Jordan has been wounded grievously because of the Persian Gulf crisis. Jordan has joined the international community in implementing U.N. sanctions on Iraq - which was, until recently, our biggest trading partner.
Ironically, now we find ourselves bearing the tragic, and unsustainable, burden of being on the "right side."
The Ripert Report, which was commissioned by the U.N. secretary general not long ago, said that Jordan's losses for 1990-91 would be at least $5.2 billion. This figure does not include losses of assets and savings by Jordanians living in Kuwait, which could add another $3 billion. Jordan thus stands to lose as much as 60 percent of its gross national product.
Other factors include the loss of jobs and assets of Jordanians previously employed in the oil-rich Persian Gulf; the cost of resettling the returnees in Jordan; monumental increases in the price of oil; and the demographic transfer into Jordan of new numbers of Palestinians.
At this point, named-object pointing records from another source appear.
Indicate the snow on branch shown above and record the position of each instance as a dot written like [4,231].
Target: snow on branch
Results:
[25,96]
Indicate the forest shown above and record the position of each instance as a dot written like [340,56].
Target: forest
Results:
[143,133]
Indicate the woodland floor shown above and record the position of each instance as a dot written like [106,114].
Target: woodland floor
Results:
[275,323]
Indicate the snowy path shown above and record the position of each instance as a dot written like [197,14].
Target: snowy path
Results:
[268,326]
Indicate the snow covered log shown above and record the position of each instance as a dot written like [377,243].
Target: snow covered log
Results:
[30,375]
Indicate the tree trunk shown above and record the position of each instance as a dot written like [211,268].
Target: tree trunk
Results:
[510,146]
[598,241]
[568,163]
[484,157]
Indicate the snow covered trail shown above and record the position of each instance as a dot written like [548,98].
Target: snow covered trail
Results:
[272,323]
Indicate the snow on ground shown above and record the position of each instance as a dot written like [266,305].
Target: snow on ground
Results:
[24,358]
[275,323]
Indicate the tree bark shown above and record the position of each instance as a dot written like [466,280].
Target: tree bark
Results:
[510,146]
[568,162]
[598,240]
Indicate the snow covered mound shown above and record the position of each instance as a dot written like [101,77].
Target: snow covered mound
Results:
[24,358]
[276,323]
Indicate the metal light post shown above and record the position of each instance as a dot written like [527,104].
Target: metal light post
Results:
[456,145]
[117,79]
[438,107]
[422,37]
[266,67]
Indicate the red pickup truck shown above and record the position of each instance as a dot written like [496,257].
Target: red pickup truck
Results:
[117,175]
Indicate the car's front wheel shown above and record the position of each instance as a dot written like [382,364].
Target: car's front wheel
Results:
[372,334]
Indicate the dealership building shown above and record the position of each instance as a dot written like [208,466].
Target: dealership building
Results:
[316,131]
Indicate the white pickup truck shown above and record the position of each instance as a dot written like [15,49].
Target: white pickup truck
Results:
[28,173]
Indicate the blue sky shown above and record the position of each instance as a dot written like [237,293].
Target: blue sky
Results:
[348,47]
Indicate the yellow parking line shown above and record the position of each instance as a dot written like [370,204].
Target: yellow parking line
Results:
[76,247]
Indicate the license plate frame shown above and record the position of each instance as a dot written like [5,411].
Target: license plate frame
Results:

Plainly put, there is a limit to what can be endured by Jordan. We can hardly cope with our current burdens, let alone with the nightmare of a mass demographic transfer.
How has the world community responded to our pleas for assistance? At best, feebly. Although the extent of Jordan's economic losses has been well-documented by a number of international agencies, we have received less than $200 million in aid.
We recognize, of course, that in international affairs - as often in everyday lives of ordinary people - there are wheels within wheels that account for the actions of nations and their leaders.
No doubt that our economic burdens would be lighter, and some of our debts would be forgiven, had Jordan been less consistent in keeping open channels of communications in pursuit of a peaceful solution to the gulf crisis.
We are clearly paying the penalty for subscribing to our time-honored principles of moderation and discourse. The question now is, how long can we afford paying that price? The question also is, does anybody out there really care what happens to Jordan?
For a country such as Jordan, which does not possess revenue-generating natural resources like oil and natural gas, survival - let alone accelerated economic development - depends on the support and cooperation of the international community.
But that community hasn't accommodated us lately, even though Jordan believes it has more than shown its spirit and strength in the common cause of peace.